The introduction of national diabetic retinopathy screening programmes from the 1970s onwards has dramatically reduced the risk of blindness stemming from macular oedema and/or proliferative diabetic retinopathy, said Dr Stefánsson.

“Combining laser photocoagulation and diabetic eye screening turned out to be a marriage made in heaven because the screening would catch the diabetic patients at a time where the laser treatment was optimal at the very beginning of sight-threatening characteristics, be they proliferative or oedematous,” he said. This still holds true for newer treatments in use today such as intravitreal drugs and vitreous surgery.

 

Timing of treatment

While screening optimises the timing of treatment and has been enormously beneficial, it is only a very small percentage of patients who actually need treatment for sight-threatening retinopathy, said Dr Stefánsson.

“If you screen all diabetic patients once a year, only three out of 100 will actually need treatment for sight-threatening retinopathy. So the other 97 that come in for annual screening are simply told to come back again the following year. Screening is enormously useful and is a great public health tool but it could also be made much more cost-effective,” he said.

More discriminating screening methods have already been shown to be safe and effective, said Dr Stefánsson, citing a study by his group published in 2007 which showed that every-other year screening for diabetics without retinopathy reduced the number of screening visits by more than 25 per cent without any loss in safety.

The new algorithm, which draws on data from several landmark epidemiological studies in diabetes, will lead to further improvements, said Dr Stefánsson.

“Using these risk factors in an algorithm we can predict 80 per cent of the risk of developing sight-threatening retinopathy. We can use the individual risk measurement to control screening intervals and frequency, with more screening in high-risk patients and less frequent screening in low-risk patients,” he said.

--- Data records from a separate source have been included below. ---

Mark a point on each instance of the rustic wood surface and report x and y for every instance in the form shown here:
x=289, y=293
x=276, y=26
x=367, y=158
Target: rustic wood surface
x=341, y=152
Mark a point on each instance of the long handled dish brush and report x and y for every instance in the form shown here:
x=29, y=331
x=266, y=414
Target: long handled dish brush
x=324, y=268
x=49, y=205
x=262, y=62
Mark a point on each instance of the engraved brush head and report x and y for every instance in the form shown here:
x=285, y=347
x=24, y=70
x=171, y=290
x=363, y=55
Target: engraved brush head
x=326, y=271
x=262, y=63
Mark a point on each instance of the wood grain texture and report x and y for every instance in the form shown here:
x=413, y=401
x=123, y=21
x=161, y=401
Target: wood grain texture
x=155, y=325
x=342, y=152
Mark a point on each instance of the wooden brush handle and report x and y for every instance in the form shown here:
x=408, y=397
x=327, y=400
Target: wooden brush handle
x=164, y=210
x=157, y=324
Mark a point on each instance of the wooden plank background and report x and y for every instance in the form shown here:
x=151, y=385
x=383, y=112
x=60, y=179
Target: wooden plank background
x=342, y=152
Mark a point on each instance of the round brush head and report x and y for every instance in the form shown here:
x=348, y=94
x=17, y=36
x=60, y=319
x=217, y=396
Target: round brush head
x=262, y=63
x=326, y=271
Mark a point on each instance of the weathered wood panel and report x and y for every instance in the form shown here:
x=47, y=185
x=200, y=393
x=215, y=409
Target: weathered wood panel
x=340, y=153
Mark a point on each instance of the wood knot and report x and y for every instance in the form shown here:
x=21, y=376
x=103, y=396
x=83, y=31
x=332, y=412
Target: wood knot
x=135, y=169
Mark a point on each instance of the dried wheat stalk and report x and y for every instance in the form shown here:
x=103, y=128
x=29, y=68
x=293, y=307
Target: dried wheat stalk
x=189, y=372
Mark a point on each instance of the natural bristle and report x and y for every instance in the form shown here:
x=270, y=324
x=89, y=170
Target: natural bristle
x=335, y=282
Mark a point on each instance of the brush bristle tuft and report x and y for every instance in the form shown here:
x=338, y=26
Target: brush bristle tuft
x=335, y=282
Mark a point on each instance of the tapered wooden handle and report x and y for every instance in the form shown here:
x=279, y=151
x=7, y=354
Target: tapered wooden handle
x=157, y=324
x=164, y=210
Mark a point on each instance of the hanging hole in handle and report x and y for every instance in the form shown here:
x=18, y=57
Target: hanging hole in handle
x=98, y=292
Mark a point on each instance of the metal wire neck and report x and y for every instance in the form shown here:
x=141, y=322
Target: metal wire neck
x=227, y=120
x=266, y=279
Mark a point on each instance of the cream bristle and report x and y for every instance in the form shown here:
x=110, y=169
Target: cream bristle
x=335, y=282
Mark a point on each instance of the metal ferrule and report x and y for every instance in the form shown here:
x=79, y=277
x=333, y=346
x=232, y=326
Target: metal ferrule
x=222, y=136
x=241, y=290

The algorithm has already been validated and tested in diabetic cohorts in Denmark, Netherlands and the UK, predicting 76 per cent to 80 per cent of the risk of developing sight-threatening diabetic retinopathy.

“Using this algorithm means about 60 per cent reduced screening frequency than using an annual screening programme. This cuts the costs by more than half but without compromising safety,” he said.

Dr Stefánsson said that promoting diabetic eye screening has received the official backing of EURETINA.

“While the details are still being worked out, I think the initiative should include pan-European advocacy to use EURETINA’s influence to spread the word and induce ophthalmologists to get involved in introducing this screening method in their respective countries. The organisation is also interested in supporting model systems for screening in eastern Europe, with the first one scheduled in Szeged, Hungary,” he said.